Love this project, seems like it was made with love. I used to want to do this years ago but never started it. I wanted to make a Markov chain to decide whether to hop from one genre to the other, with the goal that you could transition from say classical music to jazz in a long enough playlist by going through close enough subgenres.
This looks interesting indeed. However I am not sure whether I believe in the premise that songs that are “close” together make up for a good playlist. At least for me. There needs to be some contrast every now and then to keep it interesting. Also songs can be close together in a way that is completely undetectable for any algorithm. (Think: they both were featured on that mix tape that we had on continuous play on that one trip ten years ago. )
In The Netherlands we had (probably still have) a radio station that had no DJ’s, only songs and occasional commercials. The idea behind it was not to try to create a playlist with songs a certain target demographic really liked, but to reverse it: to make a playlist that was the least annoying to the whole population. The idea being, I guess, that if people get annoyed, they change stations and don’t hear the commercials. This should make it an ideal station for workplaces etc.
And they did it. It was a very smooth blend of songs and evergreens that would quickly dissipate into the background and it was a popular choice for a lot of those situations. It also totally drove me up against the wall if I had to listen to it for more than 30 minutes.
That’s a tough problem indeed. I’ve chosen that premise for a couple of reasons:
This software is mainly aimed at private people, who own small to medium-size libraries (I have around 7k songs and I consider that “small” if that can give you an idea). So, even if you only chose songs that are close (by whatever metric, here we’ll consider that they’re close if they “sound” the same), the playlist will eventually reach a point where it has to evolve, for the sheer lack of really close songs to the starting song.

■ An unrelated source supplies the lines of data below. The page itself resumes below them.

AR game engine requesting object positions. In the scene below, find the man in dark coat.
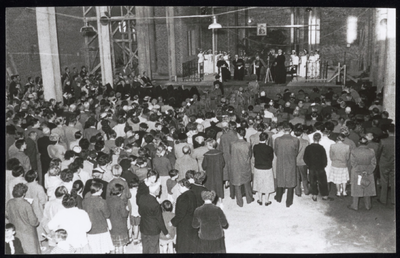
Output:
[82,169,108,200]
[138,184,170,254]
[25,131,43,181]
[37,127,54,186]
[170,179,199,253]
[274,121,300,208]
[303,133,333,201]
[378,124,396,204]
[232,55,244,81]
[218,122,238,191]
[201,139,225,202]
[229,127,254,207]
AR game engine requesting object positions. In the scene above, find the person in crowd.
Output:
[347,137,376,211]
[190,171,207,208]
[153,145,172,200]
[82,182,114,254]
[175,146,198,181]
[303,133,333,202]
[160,200,176,254]
[253,132,275,206]
[229,127,254,207]
[293,124,310,197]
[106,183,130,254]
[6,183,41,254]
[10,139,32,172]
[218,122,239,189]
[50,228,75,254]
[192,191,229,253]
[201,139,227,207]
[6,166,27,207]
[216,56,231,82]
[136,170,160,205]
[273,49,286,84]
[137,181,171,254]
[128,177,141,245]
[274,122,300,208]
[106,164,132,203]
[378,124,396,205]
[169,178,199,253]
[328,134,350,197]
[5,58,395,253]
[47,194,92,254]
[232,54,244,81]
[4,223,24,254]
[25,170,47,239]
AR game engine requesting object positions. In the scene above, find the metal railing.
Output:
[306,60,329,82]
[182,58,204,82]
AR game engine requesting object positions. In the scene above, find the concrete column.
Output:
[36,7,63,101]
[383,8,396,121]
[135,6,151,78]
[298,7,306,52]
[96,6,113,85]
[369,8,378,86]
[376,8,387,92]
[290,7,296,48]
[314,7,321,50]
[165,6,176,80]
[146,6,157,74]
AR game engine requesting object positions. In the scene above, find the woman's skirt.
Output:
[199,236,226,253]
[87,231,114,254]
[328,167,350,184]
[253,168,275,194]
[111,234,129,247]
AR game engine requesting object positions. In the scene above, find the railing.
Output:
[182,58,204,82]
[306,60,329,82]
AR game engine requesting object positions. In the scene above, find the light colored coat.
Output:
[229,139,252,186]
[350,145,376,197]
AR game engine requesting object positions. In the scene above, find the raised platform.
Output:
[156,76,342,98]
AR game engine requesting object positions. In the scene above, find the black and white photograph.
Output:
[3,5,397,255]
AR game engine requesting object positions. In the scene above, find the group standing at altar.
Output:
[198,49,320,84]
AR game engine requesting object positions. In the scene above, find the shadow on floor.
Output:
[325,184,396,253]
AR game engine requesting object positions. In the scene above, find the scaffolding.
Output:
[82,6,139,74]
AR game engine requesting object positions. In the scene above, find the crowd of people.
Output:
[5,67,395,254]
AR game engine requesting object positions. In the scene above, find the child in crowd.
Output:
[128,177,141,245]
[160,200,176,253]
[134,157,149,181]
[50,229,75,254]
[167,169,179,205]
[106,184,129,254]
[4,223,24,254]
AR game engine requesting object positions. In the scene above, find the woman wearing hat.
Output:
[347,137,376,210]
[328,134,350,197]
[192,191,228,253]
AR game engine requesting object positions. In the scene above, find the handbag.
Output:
[361,172,371,188]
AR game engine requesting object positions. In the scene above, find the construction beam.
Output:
[135,6,152,78]
[36,7,63,101]
[96,6,113,85]
[383,8,397,122]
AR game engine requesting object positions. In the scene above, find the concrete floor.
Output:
[126,185,396,253]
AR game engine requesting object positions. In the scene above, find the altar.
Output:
[204,54,231,74]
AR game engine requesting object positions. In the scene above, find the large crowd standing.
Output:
[5,63,395,254]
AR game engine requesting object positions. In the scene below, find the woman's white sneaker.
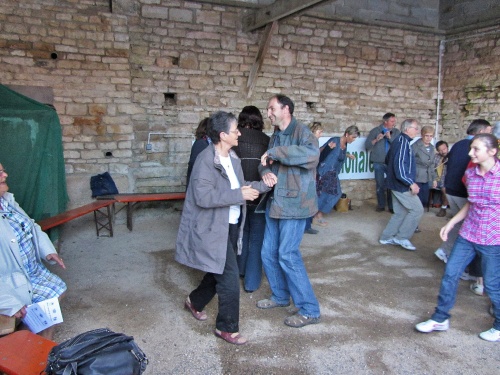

Of course, if you’re Spotify, then you need to implement some variety there, otherwise you’ll indeed circle in the same genre too much.
It all boils down to the distance metric you chose to use to make playlists. Even if you take the very simple “I’m taking a starting song and want to make a playlist of the closest songs out of it”, you still have (at least) two ways to deal with that (I’ve written a bit about this here, section 4.2). You can either chose all the songs that are close to your first song (in that case, you probably won’t drift much from that song’s genre, but you might have rough transitions between songs themselves, see the drawings in the link). You can also just draw a “path” between close songs, in that case you might drift away from the starting genre very fast, depending on what your library looks like.
You’re not limited to these two distance metrics (and I’ve tried to make it fairly easy to customize in bliss-rs, since you can just get the raw features and experiment with them). You could for example use cosine or similar distances, where you’d go “in a direction” - which would roughly translate to, if you chose a very calm song, “give me just calm songs, I don’t care if it’s acoustic guitar or just electronic ambient music”.
And that’s without touching the weight of the distance metric - if you decide that the chroma features (roughly “songs with the same pitch”) are the most important ones and you attribute more weight to them, you’d probably end up with a playlist of very different songs, with transitions you’d perceive as somehow natural because the pitch class would be roughly the same. (I’m not a musicology expert though, so please correct me if I’m wrong!)
TL;DR: You can basically tweak the meaning of “close” so that it fits your definition of a good playlist by either changing the distance metric or the weights of the distance metric :D
Ah, I see it now. I was a bit focused on the word “close”, but your answer made me realize that one can get very creative with these ingredients. I hope I have some time this weekend to play with this. Thanks for linking your thesis!